I'm thrilled to welcome Todd Johnson, author of the novel The Sweet By and By to my Holiday Open House! Todd talks about the meaning of going home for the holidays (a meaning I do share, no matter how many Christmases I've spent in my own home) and he shares his family's Christmas morning and day ritual. I think I would like to meet his mother as I found myself swearing tonight that I'd weed out some ornaments this year and set them aside (as I do every year), but....well, we'll see how it goes. Read on about the Johnson family's Christmas!
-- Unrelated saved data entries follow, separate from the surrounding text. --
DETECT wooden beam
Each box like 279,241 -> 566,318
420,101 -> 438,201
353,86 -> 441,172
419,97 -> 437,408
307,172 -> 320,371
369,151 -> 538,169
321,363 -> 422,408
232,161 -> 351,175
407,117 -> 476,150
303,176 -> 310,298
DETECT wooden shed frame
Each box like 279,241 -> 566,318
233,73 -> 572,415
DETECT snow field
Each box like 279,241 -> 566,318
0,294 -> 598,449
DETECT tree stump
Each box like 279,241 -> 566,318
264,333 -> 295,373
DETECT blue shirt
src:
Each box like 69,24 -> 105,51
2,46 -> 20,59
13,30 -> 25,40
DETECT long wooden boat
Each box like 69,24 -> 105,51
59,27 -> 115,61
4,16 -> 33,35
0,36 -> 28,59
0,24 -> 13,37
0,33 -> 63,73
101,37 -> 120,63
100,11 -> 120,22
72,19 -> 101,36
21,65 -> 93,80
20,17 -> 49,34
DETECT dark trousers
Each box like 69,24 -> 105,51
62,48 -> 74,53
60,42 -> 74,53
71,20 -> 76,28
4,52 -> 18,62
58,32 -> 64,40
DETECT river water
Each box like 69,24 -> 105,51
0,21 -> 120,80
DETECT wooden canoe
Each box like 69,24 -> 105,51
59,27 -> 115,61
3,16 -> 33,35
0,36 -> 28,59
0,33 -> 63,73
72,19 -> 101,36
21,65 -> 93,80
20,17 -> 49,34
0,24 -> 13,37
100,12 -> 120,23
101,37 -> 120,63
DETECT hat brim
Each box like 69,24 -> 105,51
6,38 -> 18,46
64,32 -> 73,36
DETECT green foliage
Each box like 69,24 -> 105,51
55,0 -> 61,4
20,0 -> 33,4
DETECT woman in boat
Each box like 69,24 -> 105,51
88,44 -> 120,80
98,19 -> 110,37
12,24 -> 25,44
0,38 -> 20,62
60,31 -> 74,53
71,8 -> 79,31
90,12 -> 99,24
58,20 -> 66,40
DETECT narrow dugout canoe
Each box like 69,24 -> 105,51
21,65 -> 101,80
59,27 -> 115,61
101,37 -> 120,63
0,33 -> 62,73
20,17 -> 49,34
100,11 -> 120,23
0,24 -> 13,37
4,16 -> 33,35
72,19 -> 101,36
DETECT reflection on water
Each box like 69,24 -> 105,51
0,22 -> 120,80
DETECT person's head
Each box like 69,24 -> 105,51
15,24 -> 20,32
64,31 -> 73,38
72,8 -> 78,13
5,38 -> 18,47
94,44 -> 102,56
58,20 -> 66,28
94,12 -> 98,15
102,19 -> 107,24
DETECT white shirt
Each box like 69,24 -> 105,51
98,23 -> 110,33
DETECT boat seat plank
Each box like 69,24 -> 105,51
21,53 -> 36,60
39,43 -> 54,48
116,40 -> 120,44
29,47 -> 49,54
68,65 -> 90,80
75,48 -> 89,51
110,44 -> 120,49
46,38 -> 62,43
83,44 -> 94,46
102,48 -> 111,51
I have spent every single Christmas I can remember in North Carolina except for one. That was when my brother wasn’t able to take any time off from his Broadway show, and so the family came to New York City. It was fun. But also odd. Not to be home, that is, meaning of course my parents’ home, not mine. Every Southerner knows that regardless of one’s wishes, in the eyes of those who make the rules, “home” is never where you live; it’s always where you’re from. I love my home in Connecticut, just as I did my (tiny) one before that in New York City, but I’m afraid my compass will always be oriented South when it comes to holiday traditions.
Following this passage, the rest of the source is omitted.